Restaurant industry association Visita trawled jobs figures from Statistics Sweden, the official statistics bureau in Sweden, to look at who had stood to gain from the slash in restaurant VAT. The review showed that young people and employees born abroad had taken on the lion's share of the 8,000 news jobs created in the sector in 2012,
Visita has, however, been criticized in the past for politicizing statistics, the TT news agency noted.
On Thursday, the Visita CEO said that the upswing was proof that the centre-right government's move to cut the restaurant VAT had had the desired effect of jobs creation. The 8,000 news jobs represent a nine-percent increase in employment opportunities. Half of the jobs went to jobseekers younger than 24, while 3,000 new staff members were born abroad.
The government's decision to cut restaurant VAT would be reversed by a left-wing government if the Social Democrats win the September elections.
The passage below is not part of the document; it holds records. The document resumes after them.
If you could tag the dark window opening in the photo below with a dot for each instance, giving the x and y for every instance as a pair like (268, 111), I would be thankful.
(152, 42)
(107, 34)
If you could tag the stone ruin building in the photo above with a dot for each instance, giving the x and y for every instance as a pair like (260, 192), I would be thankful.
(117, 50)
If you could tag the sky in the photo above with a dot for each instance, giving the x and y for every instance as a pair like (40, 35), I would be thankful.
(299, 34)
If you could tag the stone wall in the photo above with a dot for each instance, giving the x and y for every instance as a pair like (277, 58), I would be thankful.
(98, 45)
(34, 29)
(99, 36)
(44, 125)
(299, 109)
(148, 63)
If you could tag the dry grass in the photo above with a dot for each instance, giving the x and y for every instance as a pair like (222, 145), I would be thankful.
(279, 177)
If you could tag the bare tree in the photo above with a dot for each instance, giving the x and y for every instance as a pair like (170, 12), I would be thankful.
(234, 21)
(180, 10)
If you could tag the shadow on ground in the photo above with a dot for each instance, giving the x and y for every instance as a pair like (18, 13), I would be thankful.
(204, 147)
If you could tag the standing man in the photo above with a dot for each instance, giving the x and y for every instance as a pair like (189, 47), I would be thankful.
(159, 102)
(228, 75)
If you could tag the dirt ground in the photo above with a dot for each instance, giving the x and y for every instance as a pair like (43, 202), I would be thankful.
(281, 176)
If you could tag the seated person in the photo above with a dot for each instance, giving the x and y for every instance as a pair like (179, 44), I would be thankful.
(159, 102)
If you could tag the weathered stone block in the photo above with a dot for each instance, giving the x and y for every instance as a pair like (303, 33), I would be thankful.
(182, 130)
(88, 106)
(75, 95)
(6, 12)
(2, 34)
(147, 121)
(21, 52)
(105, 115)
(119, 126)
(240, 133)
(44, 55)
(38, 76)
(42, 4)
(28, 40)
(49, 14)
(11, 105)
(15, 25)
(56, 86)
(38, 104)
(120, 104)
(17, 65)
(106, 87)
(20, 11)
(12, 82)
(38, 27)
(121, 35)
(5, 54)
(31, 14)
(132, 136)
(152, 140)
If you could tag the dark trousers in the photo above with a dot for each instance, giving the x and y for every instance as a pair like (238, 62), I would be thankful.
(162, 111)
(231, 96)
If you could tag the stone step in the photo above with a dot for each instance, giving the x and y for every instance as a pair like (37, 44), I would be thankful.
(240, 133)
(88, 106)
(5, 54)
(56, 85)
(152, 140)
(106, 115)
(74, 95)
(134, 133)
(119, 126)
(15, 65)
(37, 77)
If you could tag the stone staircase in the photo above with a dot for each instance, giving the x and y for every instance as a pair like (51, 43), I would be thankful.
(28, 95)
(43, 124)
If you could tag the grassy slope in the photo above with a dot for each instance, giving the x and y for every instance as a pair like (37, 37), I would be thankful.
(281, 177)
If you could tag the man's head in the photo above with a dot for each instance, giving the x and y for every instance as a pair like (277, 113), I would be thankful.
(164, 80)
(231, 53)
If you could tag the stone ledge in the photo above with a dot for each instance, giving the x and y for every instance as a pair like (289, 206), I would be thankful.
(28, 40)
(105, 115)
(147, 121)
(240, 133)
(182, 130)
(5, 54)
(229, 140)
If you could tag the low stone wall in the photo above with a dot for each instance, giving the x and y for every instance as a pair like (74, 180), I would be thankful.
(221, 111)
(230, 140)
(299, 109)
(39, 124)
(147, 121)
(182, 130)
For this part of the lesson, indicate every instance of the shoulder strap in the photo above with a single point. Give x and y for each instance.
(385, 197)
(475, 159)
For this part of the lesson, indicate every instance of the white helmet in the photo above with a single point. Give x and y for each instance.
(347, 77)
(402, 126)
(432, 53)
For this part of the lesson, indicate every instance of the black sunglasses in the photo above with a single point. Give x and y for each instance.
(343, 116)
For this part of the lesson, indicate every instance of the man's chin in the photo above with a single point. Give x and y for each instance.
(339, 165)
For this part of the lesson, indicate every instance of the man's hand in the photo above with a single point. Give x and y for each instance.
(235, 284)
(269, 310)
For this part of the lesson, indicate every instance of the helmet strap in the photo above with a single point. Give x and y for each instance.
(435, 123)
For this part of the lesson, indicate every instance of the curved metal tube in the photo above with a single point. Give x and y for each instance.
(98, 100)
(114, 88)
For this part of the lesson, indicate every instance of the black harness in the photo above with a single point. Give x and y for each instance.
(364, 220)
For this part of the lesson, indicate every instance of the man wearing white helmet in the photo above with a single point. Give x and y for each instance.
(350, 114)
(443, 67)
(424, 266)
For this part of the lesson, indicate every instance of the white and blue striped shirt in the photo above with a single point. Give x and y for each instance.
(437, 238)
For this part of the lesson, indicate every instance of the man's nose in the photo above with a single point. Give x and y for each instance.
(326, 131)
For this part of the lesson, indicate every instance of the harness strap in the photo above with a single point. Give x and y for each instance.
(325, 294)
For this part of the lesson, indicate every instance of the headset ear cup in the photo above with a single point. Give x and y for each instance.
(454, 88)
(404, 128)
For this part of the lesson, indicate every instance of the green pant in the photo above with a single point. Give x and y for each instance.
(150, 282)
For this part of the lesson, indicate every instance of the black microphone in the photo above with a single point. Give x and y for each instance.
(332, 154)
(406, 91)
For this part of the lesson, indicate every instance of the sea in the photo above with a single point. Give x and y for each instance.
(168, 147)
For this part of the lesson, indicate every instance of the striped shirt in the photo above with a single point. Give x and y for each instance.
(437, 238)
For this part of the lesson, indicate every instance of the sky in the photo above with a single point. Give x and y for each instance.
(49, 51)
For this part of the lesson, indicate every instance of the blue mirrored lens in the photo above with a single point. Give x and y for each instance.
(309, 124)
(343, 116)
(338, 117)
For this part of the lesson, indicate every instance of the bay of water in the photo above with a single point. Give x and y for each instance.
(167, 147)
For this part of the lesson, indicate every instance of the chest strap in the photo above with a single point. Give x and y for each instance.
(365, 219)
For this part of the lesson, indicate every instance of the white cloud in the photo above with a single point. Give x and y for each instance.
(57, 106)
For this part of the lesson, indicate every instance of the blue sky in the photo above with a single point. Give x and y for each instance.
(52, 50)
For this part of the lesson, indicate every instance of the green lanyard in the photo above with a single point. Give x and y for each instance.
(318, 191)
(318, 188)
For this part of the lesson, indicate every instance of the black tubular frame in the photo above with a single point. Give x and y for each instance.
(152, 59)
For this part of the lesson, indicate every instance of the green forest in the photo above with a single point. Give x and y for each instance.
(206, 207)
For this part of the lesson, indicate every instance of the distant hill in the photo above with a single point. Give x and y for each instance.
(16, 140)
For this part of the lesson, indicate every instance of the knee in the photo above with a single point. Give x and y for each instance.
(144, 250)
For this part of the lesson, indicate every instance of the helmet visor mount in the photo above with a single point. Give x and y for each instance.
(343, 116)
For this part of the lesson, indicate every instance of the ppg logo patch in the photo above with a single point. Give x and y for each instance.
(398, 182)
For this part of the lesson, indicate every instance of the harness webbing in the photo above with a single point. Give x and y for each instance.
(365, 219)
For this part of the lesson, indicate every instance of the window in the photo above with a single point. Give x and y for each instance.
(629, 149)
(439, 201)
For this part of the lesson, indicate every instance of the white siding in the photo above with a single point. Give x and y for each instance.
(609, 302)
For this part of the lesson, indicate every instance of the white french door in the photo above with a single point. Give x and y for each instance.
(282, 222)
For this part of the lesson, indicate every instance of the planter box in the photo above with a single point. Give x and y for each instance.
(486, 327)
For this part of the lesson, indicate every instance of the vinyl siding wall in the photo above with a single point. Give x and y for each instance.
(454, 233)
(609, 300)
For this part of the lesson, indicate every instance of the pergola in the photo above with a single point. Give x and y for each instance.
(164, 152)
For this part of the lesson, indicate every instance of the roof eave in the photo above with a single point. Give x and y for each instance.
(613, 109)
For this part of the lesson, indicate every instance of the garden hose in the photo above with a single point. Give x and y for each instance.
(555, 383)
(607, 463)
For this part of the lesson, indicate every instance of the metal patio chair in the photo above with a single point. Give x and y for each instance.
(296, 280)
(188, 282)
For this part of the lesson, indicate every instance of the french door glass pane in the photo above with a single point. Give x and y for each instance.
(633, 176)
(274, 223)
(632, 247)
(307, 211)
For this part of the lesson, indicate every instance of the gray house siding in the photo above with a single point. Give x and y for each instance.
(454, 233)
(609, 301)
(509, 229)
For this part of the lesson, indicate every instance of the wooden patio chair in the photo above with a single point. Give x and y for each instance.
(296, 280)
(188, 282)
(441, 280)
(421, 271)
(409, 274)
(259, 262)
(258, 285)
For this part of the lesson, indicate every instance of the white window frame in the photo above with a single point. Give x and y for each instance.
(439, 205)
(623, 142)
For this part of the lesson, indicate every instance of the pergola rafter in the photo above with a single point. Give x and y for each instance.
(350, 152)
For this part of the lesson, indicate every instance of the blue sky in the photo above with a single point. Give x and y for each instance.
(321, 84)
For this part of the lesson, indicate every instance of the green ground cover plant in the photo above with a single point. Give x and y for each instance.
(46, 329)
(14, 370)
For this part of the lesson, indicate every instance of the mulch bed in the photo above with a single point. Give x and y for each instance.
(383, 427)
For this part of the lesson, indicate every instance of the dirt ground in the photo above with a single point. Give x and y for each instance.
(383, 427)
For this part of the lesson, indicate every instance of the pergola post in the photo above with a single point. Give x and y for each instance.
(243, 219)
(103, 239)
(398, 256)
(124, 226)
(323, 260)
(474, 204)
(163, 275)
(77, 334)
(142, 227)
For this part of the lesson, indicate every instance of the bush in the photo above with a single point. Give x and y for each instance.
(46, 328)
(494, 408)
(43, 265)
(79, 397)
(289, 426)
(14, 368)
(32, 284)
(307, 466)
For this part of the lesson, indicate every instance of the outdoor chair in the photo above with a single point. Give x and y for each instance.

The main opposition party has said that reinstating VAT would be used to finance a 90-day jobs or education guarantee for young out-of-work Swedes.
The Visita CEO on Thursday lamented the effects of any such reform.
"The restaurant industry is an important road into the labour market for both young people and people born abroad," Eva Östling said, adding that reinstated VAT would hit those two groups the hardest, especially if a left-wing government also increased employers' social security contributions for young staff.